Filipa Mettlera typowano do zwycięstwa w programie X Factor. Już po pierwszych występach zebrał spore grono fanów. Ku zaskoczeniu wszystkich przegrał w jednym z odcinków dogrywkę z duetem Aicha i Asteya. Udziału w programie nie odczytuje jednak jako straty czasu.

– Dzięki temu programowi spełniłem ogromny zestaw moich marzeń i jego działanie odczuwam nadal. Teraz mogę koncertować, mam dużą grupę ludzi która tych koncertów chce wysłuchać, przed kilkoma miesiącami nie byłem nawet pewien czy umiem śpiewać! Teraz wiem, że muszę się jeszcze wiele nauczyć, ale warto w to inwestować i robić to, co kocha się najbardziej – mówi Filip.

Czy uda mu się przekuć porażkę w sukces?

– Otrzymałem propozycje koncertowe, ale też menadżerskie i od wytwórni.

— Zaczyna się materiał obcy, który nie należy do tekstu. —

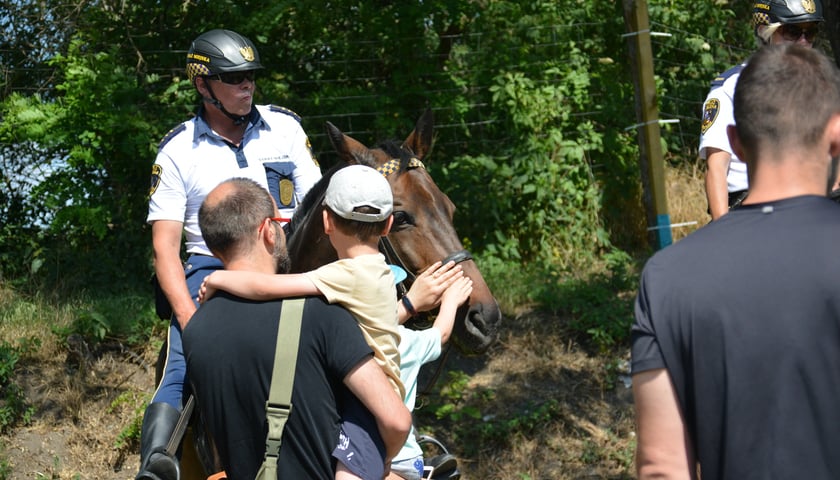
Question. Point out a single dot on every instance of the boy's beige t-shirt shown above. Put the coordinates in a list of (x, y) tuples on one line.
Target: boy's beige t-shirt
[(364, 285)]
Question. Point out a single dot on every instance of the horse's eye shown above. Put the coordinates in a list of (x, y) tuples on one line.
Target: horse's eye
[(402, 220)]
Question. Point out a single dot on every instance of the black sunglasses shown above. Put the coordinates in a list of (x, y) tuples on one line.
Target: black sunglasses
[(793, 33), (235, 78)]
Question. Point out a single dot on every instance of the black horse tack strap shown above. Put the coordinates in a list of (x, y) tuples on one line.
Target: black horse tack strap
[(279, 404)]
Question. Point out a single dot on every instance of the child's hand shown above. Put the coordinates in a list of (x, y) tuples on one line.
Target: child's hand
[(458, 292), (425, 293), (206, 291)]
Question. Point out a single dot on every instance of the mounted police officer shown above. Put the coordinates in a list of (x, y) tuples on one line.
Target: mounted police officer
[(774, 22), (228, 137)]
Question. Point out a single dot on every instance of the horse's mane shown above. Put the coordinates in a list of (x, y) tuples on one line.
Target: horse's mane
[(315, 196)]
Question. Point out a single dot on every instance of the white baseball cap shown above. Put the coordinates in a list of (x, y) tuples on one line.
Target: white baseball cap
[(357, 186)]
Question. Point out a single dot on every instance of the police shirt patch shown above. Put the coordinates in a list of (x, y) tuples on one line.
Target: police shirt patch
[(171, 134), (710, 111), (287, 191), (156, 171), (309, 147)]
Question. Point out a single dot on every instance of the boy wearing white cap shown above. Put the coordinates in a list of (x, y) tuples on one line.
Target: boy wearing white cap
[(358, 211)]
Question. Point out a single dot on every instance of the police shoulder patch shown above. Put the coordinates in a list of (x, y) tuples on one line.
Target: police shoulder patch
[(710, 112), (171, 134), (157, 170), (278, 108)]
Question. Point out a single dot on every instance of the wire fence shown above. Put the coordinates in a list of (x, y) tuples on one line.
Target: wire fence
[(683, 106)]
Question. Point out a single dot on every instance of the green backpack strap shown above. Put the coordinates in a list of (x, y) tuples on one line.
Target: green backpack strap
[(279, 404)]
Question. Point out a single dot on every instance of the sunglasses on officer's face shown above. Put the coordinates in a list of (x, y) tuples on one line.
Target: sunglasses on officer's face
[(792, 33), (235, 78)]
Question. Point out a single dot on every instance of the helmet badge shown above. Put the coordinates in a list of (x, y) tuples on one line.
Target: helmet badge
[(248, 52)]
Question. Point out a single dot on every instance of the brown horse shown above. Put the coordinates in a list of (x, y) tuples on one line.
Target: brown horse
[(422, 232)]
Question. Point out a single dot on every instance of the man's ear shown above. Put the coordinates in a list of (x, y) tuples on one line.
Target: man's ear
[(832, 134), (735, 142), (328, 223), (201, 86)]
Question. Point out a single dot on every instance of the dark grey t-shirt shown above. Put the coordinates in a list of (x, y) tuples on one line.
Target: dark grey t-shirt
[(229, 345), (745, 316)]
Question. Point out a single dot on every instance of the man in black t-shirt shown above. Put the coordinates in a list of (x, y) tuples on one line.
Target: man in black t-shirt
[(736, 343), (230, 343)]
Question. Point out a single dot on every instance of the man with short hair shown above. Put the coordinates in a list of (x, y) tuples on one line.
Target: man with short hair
[(738, 378), (774, 22), (230, 345)]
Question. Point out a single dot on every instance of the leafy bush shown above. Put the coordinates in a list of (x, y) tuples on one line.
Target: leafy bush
[(13, 408)]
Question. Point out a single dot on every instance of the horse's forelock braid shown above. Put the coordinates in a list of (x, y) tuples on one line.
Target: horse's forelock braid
[(394, 150)]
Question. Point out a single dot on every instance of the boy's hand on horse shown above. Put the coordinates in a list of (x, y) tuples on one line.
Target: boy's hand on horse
[(426, 291)]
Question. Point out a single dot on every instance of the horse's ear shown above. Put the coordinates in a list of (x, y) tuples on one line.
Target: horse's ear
[(348, 148), (419, 140)]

Skorzystałem z każdej opcji. Mam nadzieję, że niedługo będzie można zobaczyć efekty naszych starań (…) Pracuję nad tym, aby jak najszybciej wydać singiel, nie jest to niestety łatwe, ale to oczywiste. Zbieram materiał, czekam na wiele decyzji. Dużo stresu, ale czuję, że będzie warto! W końcu w programie bezstresowo też nie było – opowiada o swoich planach wokalista.

Chcielibyście usłyszeć jego singiel?

Co porabia Filip Mettler?

Co porabia Filip Mettler?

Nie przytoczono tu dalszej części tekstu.